After the falls looking down the river in through the canyon crack in the basalt
Entering Zambia
The other side of life
We returned to our hotel before being picked up for our "sunset cruise" on the Zambezi River.  Having been disappointed the night before at our BOMA dinner I was very skeptical of what this was going to be like in this tourist-activity dominated town.  But it was a safari in it's own right.  We cruised the waters traversing the border between Zambia and Zimbabwe to within 800' of the fall's lip.
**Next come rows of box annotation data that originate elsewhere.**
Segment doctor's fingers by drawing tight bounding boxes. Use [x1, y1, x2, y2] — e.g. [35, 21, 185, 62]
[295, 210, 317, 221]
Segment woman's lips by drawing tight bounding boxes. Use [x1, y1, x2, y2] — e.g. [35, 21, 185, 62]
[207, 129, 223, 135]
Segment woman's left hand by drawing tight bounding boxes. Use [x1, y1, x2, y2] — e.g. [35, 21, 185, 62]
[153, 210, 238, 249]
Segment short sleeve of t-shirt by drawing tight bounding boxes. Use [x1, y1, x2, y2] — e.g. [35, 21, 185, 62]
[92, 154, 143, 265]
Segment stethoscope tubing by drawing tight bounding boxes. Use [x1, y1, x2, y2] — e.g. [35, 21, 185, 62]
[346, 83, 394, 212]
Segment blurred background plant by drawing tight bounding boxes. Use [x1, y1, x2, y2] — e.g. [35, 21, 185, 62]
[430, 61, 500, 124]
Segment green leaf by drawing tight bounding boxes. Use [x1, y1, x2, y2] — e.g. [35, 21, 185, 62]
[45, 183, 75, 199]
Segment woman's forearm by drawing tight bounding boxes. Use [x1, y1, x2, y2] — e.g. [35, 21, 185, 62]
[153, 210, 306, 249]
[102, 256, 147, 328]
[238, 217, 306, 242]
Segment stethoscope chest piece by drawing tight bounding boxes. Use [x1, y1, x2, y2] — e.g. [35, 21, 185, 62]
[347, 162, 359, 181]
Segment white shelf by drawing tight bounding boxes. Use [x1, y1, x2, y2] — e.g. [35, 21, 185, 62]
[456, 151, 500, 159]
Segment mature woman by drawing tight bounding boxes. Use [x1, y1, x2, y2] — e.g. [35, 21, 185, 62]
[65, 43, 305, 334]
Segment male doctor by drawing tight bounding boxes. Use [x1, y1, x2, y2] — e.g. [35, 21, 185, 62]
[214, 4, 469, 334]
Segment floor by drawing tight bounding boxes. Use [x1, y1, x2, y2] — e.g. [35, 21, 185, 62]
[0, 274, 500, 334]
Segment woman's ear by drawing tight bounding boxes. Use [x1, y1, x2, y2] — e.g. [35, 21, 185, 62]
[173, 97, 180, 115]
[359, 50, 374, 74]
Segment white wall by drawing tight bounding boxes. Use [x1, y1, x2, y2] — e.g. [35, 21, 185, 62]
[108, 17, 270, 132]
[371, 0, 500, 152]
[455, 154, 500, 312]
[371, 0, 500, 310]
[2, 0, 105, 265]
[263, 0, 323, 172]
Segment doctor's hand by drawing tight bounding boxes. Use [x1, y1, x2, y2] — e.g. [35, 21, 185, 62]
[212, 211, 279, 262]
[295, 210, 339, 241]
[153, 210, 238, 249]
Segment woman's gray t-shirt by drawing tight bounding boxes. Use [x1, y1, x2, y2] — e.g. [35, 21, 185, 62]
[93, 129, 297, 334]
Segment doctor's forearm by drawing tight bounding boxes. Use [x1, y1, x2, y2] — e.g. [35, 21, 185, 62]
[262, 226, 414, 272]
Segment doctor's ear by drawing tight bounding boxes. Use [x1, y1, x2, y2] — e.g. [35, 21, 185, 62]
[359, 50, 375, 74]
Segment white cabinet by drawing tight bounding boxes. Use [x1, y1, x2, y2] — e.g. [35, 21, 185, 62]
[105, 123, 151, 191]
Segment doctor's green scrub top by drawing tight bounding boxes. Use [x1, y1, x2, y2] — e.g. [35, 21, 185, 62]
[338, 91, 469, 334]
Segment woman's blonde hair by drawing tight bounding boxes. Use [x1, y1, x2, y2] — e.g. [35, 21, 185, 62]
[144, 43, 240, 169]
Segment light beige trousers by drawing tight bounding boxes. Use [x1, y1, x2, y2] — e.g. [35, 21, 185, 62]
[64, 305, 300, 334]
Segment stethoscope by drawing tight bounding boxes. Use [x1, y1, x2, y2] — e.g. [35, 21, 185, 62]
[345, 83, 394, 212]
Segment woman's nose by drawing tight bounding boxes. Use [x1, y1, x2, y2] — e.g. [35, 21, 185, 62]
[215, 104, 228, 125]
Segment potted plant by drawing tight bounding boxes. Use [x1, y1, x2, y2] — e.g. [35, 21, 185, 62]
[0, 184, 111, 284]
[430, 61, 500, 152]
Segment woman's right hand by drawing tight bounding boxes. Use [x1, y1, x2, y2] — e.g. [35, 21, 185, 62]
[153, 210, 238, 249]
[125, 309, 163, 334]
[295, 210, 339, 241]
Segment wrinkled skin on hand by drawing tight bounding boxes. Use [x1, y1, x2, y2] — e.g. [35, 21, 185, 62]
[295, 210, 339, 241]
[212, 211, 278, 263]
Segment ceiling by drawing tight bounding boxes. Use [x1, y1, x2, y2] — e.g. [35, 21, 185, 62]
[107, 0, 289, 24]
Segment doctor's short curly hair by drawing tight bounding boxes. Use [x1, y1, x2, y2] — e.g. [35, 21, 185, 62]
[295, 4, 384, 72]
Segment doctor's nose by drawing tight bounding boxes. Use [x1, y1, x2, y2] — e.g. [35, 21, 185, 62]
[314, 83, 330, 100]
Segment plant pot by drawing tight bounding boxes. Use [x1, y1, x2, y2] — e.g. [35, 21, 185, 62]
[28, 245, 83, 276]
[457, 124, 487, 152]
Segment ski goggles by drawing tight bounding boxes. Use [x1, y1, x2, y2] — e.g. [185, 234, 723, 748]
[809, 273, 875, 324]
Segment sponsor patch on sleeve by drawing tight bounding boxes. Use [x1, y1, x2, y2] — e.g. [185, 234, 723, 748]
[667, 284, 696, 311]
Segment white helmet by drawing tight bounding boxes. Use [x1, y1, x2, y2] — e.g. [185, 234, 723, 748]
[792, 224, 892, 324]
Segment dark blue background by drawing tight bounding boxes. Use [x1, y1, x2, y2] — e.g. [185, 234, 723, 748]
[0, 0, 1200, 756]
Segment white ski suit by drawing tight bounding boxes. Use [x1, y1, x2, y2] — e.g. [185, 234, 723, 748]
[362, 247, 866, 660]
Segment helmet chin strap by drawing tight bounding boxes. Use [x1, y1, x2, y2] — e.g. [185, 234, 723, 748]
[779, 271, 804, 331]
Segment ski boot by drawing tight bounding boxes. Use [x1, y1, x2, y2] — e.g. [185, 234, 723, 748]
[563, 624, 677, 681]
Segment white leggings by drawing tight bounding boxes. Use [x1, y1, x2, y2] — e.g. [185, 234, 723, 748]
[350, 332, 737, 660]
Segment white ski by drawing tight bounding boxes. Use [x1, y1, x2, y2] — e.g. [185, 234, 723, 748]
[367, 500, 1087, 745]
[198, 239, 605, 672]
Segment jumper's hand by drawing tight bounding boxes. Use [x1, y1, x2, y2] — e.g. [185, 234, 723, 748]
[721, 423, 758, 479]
The captain did a great job getting us reasonably close to hippopotamus and crocodiles, and identified an assortment of endemic African birds.  And while there were many boats doing the same thing for sunset, he managed to guide us where they seldom were more than a dot on the horizon or disappeared along the shore.

Crocodile in Zambezi 



Two Hippos in Zambezi
Elephante crossing Zambezi
Sunset cruise on the Zambezi 
Full moon rise on the Zambezi
In retrospect, I should have/could have booked this visit without an agent as we didn't need them for the hotel or the falls walk, and we would have preferred to eat in town rather than the BOMA dinner.  Alas, we don't always get it 100% right.  Our next morning we will be driven across the border to a small national airport for our flight into the Okavango Delta, Botswana.